What is the difference between UTC and local time?
An epoch timestamp is an absolute instant with no timezone. UTC is the global reference clock the epoch is defined against, so its value is the same for everyone. Local time is that same instant shifted by your timezone offset and daylight saving rules. When converting a date back to epoch, use the UTC/Local toggle to say how the date you entered should be interpreted.
Is my data sent to a server?
No. Every conversion happens entirely in your browser using JavaScript. The values you enter are never transmitted, logged, or stored outside your own browser tab. You can confirm this by opening your browser's Network tab in developer tools — you will see no outgoing requests — and the tool keeps working even if you disconnect from the internet after the page loads.
What is the year 2038 problem?
Older software stores Unix time in a signed 32-bit integer, which maxes out at 2,147,483,647 seconds — reached at 03:14:07 UTC on 19 January 2038. After that the counter overflows to a negative number and misreads the date as 1901. Modern systems use 64-bit integers, which push the limit billions of years out, but some legacy embedded and database systems may still need updating before 2038.
Where are epoch timestamps used?
Epoch time is everywhere: JWT iat/exp fields, server and application
logs, SIEM and SOC event records, AWS and Azure metrics and billing, Linux and Windows event logs,
database timestamp columns, cron and scheduling systems, file modification times, and API
payloads.
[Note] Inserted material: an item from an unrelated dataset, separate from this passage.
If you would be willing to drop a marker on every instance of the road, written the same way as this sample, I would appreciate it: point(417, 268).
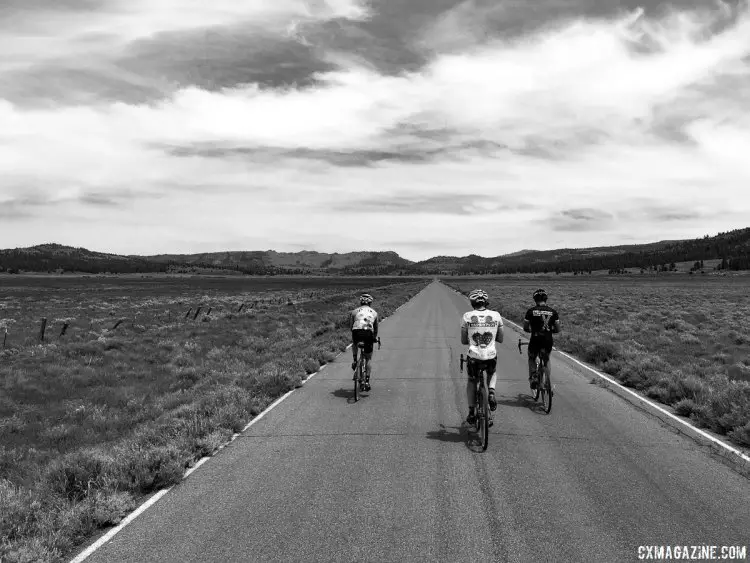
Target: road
point(397, 476)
A single number makes time trivial to sort, compare, and subtract regardless of timezone.
Why do computers use epoch timestamps instead of dates?
A single integer is simpler and more reliable than a structured date with years, months, days, and timezones. Duration becomes basic subtraction, sorting is numeric comparison, and storage is compact and unambiguous. Because the value is defined against UTC, it avoids timezone and daylight saving confusion until the moment it is shown to a human — exactly what this converter does.